Sen. Tamara Barringer, R-Wake, said the amendment was serious.

“This is not a ploy, this is a reality,” she said. “These victims need respect. They need to have their dignity, and we need to give them notice so they can protect themselves if they need, or at least feel comfortable… so that these victims can get on with their lives.”

Sen. Floyd McKissick, D-Durham, shared the story of a time when he was a crime victim. He said he had once been shot and nearly killed while operating a convenience store, so he could relate to the crime victims the bill would help.

McKissick warned, however, that the amendment could be an issue when changing court dates and letting suspects out on bond.

“If you’ve got to provide notice before you take care of all of those types of matters, that’s burdensome,” McKissick said. “If I look at the number of district attorneys that will be needed to monitor the onslaught of demand that’s being created by this constitutional amendment, it is profound and significant.”
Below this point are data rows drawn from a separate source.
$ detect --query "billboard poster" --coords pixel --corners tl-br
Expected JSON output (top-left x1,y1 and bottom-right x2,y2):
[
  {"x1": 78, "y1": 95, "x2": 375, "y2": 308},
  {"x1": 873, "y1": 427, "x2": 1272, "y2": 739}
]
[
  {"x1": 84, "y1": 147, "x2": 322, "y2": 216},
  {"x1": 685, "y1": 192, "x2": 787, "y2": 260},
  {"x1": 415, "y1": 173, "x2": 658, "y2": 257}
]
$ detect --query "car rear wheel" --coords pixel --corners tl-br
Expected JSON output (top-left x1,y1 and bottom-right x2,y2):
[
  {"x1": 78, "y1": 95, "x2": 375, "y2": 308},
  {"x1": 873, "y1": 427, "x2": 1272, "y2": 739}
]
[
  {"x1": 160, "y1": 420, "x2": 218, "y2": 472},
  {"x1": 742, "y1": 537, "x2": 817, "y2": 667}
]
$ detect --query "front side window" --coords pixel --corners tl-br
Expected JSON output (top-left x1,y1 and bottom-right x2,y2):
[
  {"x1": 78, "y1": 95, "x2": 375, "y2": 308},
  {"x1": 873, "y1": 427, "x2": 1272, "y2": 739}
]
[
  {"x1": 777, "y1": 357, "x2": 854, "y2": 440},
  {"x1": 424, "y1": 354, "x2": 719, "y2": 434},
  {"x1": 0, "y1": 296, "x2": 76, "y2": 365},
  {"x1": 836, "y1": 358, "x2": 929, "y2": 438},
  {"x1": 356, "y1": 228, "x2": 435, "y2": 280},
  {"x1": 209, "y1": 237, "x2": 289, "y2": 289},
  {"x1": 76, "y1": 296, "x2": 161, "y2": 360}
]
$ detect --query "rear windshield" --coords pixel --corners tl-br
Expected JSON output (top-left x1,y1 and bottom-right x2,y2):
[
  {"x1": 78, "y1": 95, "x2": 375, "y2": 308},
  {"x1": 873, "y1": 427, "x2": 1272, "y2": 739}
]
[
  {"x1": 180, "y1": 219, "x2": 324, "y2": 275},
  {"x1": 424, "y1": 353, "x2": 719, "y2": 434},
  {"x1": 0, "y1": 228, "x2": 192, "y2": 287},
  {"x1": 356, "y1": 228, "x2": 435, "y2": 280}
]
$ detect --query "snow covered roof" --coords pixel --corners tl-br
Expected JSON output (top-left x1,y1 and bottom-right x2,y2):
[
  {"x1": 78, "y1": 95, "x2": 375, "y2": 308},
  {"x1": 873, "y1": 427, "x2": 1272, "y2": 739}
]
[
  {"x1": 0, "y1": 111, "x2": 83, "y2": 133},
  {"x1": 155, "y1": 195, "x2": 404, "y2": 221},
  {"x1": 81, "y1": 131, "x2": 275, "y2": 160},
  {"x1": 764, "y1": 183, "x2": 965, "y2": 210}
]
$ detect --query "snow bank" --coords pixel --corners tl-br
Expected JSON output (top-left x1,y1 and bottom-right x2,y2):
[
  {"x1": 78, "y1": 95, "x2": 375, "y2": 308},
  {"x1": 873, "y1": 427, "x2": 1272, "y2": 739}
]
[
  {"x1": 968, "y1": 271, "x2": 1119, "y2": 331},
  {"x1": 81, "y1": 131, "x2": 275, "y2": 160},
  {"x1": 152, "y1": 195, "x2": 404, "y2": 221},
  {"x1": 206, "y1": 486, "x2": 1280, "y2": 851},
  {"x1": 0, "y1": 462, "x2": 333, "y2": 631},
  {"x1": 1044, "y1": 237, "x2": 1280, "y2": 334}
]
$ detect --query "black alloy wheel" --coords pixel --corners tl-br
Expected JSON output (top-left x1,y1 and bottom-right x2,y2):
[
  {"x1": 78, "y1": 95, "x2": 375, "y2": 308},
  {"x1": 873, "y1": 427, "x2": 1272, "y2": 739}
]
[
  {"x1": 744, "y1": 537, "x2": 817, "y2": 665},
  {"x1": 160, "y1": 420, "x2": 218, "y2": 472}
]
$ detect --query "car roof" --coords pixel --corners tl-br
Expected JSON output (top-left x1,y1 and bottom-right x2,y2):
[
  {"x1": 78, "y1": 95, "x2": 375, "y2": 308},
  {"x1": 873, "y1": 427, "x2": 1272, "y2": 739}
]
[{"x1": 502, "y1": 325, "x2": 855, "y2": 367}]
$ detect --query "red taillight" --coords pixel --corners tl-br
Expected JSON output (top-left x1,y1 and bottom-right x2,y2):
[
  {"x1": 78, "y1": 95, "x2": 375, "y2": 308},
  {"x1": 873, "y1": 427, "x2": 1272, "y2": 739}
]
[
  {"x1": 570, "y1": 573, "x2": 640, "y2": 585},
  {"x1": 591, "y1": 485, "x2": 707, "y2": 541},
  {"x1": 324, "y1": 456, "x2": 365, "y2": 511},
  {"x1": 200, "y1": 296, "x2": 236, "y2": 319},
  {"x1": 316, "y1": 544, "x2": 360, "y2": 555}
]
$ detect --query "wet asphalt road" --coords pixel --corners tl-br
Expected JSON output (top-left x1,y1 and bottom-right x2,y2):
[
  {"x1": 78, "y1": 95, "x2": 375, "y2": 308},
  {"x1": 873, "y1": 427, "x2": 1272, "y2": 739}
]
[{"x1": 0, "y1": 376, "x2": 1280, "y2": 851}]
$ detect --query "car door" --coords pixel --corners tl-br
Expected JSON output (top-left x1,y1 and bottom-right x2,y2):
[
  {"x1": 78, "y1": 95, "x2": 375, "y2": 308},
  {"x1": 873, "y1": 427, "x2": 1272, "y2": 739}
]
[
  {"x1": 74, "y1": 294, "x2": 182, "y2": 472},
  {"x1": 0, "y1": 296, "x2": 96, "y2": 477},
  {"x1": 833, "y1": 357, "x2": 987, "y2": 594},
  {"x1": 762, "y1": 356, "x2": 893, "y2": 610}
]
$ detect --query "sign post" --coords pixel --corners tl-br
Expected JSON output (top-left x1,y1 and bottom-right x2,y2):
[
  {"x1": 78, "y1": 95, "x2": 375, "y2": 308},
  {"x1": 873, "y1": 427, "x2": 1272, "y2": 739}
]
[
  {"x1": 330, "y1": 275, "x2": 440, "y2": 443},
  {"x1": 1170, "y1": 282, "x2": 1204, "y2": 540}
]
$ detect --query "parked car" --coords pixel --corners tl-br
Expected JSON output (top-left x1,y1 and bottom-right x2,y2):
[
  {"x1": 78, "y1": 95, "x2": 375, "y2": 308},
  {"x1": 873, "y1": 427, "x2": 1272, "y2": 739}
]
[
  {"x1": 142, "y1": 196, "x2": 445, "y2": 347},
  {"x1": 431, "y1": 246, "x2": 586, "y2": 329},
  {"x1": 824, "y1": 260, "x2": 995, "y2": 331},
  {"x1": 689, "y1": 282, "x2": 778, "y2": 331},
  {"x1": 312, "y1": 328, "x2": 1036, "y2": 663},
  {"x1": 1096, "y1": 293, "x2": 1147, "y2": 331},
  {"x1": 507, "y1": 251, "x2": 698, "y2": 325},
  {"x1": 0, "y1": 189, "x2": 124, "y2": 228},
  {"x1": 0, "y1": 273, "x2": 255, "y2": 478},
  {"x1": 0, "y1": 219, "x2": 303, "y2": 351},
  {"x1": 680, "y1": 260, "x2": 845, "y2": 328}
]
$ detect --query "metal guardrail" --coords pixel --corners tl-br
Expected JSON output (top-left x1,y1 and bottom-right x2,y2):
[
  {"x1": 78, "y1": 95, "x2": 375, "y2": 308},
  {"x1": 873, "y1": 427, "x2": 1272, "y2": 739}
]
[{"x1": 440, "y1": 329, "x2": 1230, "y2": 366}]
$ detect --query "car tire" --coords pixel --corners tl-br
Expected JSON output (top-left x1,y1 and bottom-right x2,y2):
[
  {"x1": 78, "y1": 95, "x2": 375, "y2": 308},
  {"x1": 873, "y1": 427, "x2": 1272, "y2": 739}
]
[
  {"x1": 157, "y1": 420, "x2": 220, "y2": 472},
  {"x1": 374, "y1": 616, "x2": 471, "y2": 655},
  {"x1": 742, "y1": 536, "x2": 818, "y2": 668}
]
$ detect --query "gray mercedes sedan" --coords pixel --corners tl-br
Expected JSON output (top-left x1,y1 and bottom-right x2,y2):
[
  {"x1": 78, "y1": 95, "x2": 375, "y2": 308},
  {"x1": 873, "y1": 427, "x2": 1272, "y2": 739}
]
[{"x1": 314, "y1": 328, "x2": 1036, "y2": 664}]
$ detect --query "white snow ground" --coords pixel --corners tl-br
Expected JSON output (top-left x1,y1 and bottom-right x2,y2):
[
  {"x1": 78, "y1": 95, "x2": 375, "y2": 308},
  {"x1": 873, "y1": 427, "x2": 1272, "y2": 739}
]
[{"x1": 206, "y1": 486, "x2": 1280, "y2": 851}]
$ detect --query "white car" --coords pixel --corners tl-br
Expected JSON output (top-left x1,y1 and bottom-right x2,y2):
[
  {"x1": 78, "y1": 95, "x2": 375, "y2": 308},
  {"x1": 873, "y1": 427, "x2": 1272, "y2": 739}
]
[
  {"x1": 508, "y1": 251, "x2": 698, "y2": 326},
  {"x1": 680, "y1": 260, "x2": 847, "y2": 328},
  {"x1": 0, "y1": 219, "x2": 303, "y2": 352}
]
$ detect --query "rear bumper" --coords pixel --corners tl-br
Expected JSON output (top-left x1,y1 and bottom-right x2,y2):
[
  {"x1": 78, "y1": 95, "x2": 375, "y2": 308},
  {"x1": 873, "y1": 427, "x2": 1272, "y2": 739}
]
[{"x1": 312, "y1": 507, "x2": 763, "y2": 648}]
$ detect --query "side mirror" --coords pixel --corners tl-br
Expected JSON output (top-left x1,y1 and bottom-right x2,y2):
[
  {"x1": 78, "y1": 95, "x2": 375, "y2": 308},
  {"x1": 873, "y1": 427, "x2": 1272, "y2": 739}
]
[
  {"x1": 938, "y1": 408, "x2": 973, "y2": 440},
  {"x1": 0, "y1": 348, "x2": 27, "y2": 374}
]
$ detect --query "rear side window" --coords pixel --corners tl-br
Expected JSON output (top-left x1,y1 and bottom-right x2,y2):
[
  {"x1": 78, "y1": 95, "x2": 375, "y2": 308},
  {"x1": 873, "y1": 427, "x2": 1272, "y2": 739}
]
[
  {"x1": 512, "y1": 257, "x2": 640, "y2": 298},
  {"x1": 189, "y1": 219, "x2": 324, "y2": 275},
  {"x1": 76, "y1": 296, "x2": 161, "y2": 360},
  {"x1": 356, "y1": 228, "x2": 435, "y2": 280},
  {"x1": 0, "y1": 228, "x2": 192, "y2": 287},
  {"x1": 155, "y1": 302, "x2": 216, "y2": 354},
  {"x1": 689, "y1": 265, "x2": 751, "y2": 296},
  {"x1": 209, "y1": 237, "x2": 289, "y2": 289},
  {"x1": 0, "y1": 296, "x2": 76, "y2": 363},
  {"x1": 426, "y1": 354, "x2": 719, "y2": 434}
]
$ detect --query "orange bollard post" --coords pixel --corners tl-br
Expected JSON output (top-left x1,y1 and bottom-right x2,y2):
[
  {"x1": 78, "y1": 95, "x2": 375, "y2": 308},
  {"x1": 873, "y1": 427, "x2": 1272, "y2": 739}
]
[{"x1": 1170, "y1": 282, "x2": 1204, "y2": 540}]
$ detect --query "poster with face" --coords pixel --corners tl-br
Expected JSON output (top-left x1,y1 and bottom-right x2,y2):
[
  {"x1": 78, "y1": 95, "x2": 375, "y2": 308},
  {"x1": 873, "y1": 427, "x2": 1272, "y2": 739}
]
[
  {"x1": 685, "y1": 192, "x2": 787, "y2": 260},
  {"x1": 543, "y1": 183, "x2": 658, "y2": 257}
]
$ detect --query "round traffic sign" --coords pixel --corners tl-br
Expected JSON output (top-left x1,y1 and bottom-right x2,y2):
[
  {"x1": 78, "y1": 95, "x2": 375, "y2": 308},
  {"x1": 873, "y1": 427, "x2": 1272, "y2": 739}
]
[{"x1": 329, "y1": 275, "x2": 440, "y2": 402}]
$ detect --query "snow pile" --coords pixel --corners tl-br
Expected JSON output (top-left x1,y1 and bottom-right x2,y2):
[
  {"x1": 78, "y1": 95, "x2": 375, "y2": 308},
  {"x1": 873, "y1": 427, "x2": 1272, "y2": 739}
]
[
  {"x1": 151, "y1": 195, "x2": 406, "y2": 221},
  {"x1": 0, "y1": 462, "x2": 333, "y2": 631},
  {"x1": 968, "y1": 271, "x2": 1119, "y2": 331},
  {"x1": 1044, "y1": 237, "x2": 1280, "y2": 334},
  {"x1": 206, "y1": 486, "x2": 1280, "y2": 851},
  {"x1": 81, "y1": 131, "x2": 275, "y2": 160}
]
The Senate amended H.B. 551. It will return to the House for concurrence.

Judicial vacancies

S.B. 814 would grant the General Assembly influence in the selection of judges to replace empty seats on the bench, 34-13. Currently, the governor has the sole power to vet and appoint replacements.

The proposed changes:

  • Creation of a Nonpartisan Judicial Merit Commission that would give the General Assembly a list of candidates for each judicial vacancy, as nominated by the public.
  • Nominees would be considered based on merit or legal qualifications, rather than partisan affiliation.
  • The General Assembly could change the size of the commission (up to nine members) and assign a certain number of commission appointments to itself, the state’s chief justice, and the governor. None of the three would be able to appoint a majority of the commission.
  • The General Assembly would consult the list and advance at least two nominees to the governor for approval.
  • The governor would have 10 days to select the “best qualified” replacement from the approved list of nominees, or the General Assembly would choose its own.
  • The chief justice would have the power to fill any vacancy if the seat was up for election within 60 days, or if the General Assembly had been adjourned for more than 30 days and the governor failed to pick a nominee.

Republicans noted that judges of the same political party of the governor in office have retired before facing re-election to allow the governor to appoint an ideological successor.

“This is a much superior to the current system,” Senate leader Phil Berger, R-Rockingham, said. “It is something that represents a vast improvement to the way in which we fill vacancies in the present time.”

Sen. Terry Van Duyn, D-Buncombe, called the General Assembly’s proposal a “chokepoint” and compared it to the chamber’s stalling of the governor’s appointments to the board of elections.

“It is a different process, but is certainly not a nonpartisan process,” Van Duyn said.

Jon Guze, director of legal studies at the John Locke Foundation, said political preference may continue to play a role under the amended process, and suggested Republicans may regret their idea if the balance of power in the state flipped.

Still, Guze said he didn’t expect there to be any significant legal problems with the proposal.

“I don’t see any separation of powers issues with the proposed amendment,” Guze said. “The current system gives the executive a certain amount of power over the judicial branch, and the proposed amendment transfers some of that power to the legislative branch, but I don’t see any separation of powers problem with either approach.”

Edward Lopez, a professor at Western Carolina University who studies public choice, told CJ that the amendment would help balance government power, but said he supported further judicial reform.

“We should either have elections or not have elections,” Lopez stated. “If we’re going to have an appointment system, it should be not just in the case of vacancies between elections, but it should be for the selection of judges period.”

Lopez said that political pressure can cause problems for the justice system.

“As best as social scientists can tell, the performance of the judiciary is much better in nonelected situations,” Lopez said. “Even within elected systems, it’s much better in nonpartisan, compared to partisan, systems.”

S.B. 814 also goes to the House for consideration.